Hello Xyce team,
I am experiencing an issue possibly related to openmpi implementation.
I have this machine: HP ProLiant DL580 G9
It has 4 processors. Each processor is an Intel Xeon E5-8880 v4
All 4 processors are a part of the same motherboard. They are NOT connected via ethernet and are not treated like nodes.
The processor has 22 cores 2 threads per core so 44 slots per processor.
For simplicity, slots 0-43 are associated with processor 0, 44-87 with processor 1, etc.
When I run mpirun with varying number of slots (4, 8 16, 32 etc.) and I use cpu-set within one processor (ex 0-43), I see my simulation results scale with number of slots. However, when I cross between two processors, the simulation time falls flat. ex. mpirun -n 4 --cpu-set 42-45 vs mpirun -n 4 --cpu-set 0-3 the difference is 300x.
The specific syntax I use is the following:
mpirun -n <num_nodes> --use-hwthread-cpus --nooversubscribe --cpu-set <cpu_set> Xyce <filename.spice> -hspice-ext all
I ran the mpi regression test and it didn't show any issues.

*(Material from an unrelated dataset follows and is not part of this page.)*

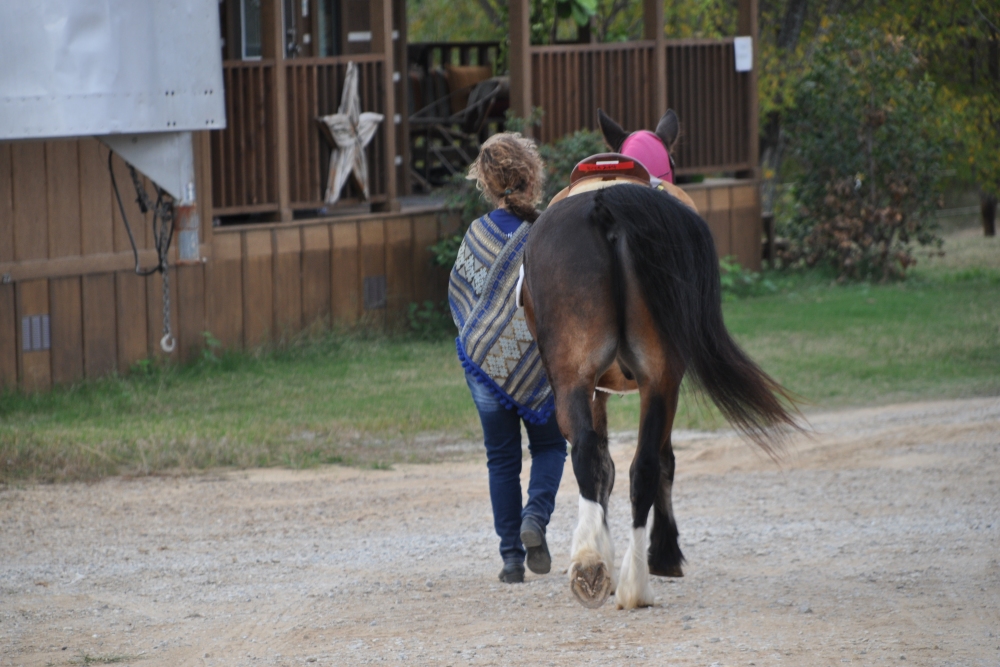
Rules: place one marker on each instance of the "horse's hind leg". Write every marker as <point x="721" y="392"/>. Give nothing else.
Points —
<point x="665" y="555"/>
<point x="634" y="588"/>
<point x="591" y="571"/>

the versions of tools I'm running
xyce parallel 7.8
trilinos 12.12.1
openmpi 4.1.2
gcc 11.4.0
OS: ubuntu 22.04.3 LTS
machine:
https://www.hpe.com/psnow/doc/c04601208.html?jumpid=in_lit-psnow-redprocessor: Intel(R) Xeon(R) CPU E7-8880 v4 @ 2.20GHz
configuration : 2.5TB memory, 5TB storage
Is this something others have seen?
Thanks,
Eddy